They could simply make power less expensive for all uses as demand goes down but what is really the holy grail for them is to be able to switch on and off some of your electrical devices as needed to balance their base generation.

We need some hardware and soft ware to make this happen.  Here is an idea of how it will work.

You have special little units that you plug into your wall socket and then plug your device into the unit.  It 'talks' to your smart meter you have installed.  You can set the unit to come on at different prices for electricity and, of course, the power company, when they have a little excess power, will send a message down their lines that now power is at 24c, 23c, 22c and so forth as they need more demand to balance the base power they are producing.

You are unlikely to put one of these devices on your TV or stand up lamp.  If you do, the TV and/or the lamp will go off if the price for power goes above what you have selected. For all these functions that are on demand,  ie that you can switch on and off as you want, you still pay the full power price of, let's say, 25c/kWh.  The only equipment you are likely to use these special plug in units for are your clothes and dish washer, any batteries you are charging (such as your car or wall unit), your hot water cylinder and so forth.  On the front of the device will be a dial that you turn to the price you are willing to pay for the function in question.  But all devices are not equal.

With your car battery or hot water cylinder, the power can go off and on as the power company adjusts the price to use their base generation.  Your washing machine is something else.  Once the cycle starts, you want it to finish.  Otherwise you may have food baked on to your dishes or a wet mess in your clothes washer.  So we have another wee switch on the device which you can put in either 'continue to the end' or 'intermittent'.    For your dish washer, you will set the 'continue' function so once it starts it will finish.

A battery or water heater is something else again.  You may have set your car battery charging unit to, say 10c since past experience shows that you are likely to get some power at this price during the night but here we have a different problem.

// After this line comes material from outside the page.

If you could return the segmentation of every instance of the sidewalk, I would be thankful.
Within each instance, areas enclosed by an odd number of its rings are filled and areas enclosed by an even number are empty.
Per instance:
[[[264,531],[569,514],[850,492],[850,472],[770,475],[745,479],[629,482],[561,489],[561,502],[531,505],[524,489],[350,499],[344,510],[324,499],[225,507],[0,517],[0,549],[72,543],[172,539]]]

You want to be able to get to work in the morning.  so we need one more function in our wall plug device..

We have a timer on the device which you set so that full power comes on, say, an hour before you go to work.  If the battery is fully charged, it will not take any more power but if the battery is only partially charged, it will fill up your battery at the full cost.  Not to worry.  Even at the full day time rate, it costs about a third as much in fuel to drive a km than with fossil fuel.

We could even go one step further.  Say you only need 50% charge in your car battery for what you do during the day or perhaps you can plug in at work and take advantage of low prices in the middle of the day.  You have checked the weather report and know that the wind turbines are going to be going gang busters from 10:00AM.  You might then program in, make sure my battery is 50% full by the time I head for work but keep charging if the price stays low.

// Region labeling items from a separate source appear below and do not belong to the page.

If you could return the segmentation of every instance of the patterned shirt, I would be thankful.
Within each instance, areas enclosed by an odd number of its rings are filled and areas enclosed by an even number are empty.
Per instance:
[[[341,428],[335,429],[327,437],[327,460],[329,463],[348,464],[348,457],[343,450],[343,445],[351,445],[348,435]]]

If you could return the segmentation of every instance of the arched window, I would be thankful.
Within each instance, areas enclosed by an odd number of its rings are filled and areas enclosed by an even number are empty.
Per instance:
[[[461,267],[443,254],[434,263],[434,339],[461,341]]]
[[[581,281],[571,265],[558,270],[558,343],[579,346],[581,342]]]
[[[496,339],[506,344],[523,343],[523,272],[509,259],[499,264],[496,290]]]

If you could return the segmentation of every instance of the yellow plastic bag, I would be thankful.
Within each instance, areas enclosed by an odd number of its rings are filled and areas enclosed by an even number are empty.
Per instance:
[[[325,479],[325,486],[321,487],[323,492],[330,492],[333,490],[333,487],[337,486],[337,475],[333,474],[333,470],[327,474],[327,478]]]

Despite what you hear, power companies are more worried at present by the decrease in power demand.  People are putting in LED lights, factories are becoming more efficient and the power companies are seeing decreasing revenue.  The Electric car is a god-send to them.  But they don't want to have to build generating plants that only work to take care of peak demand.  By shifting demand to off periods, they solve this problem and make existing generators much more revenue efficient.  For instance, when there is lot's of water, they can send more of the water through the generator rather than over the spill way.

This is also a great way to help solve the problem of intermittent generation of renewable energy.  Say that during the day, the generation of wind energy is unusually good.  They can lower the price for these special functions such as heating the water in your cylinder even during the day.  You get cheaper power, they sell the excess instead of wasting it and over all, less fossil fuel is used.  Win win all around.

Monday, January 29, 2018

Wasted Effort

We are wasting our effort, dissipating our effectiveness, peeing against the wind and farting at thunder.  We are ensuring our failure.  I refer to our various  campaigns.  Save the flowers, save the bees, save the snails, save the trees.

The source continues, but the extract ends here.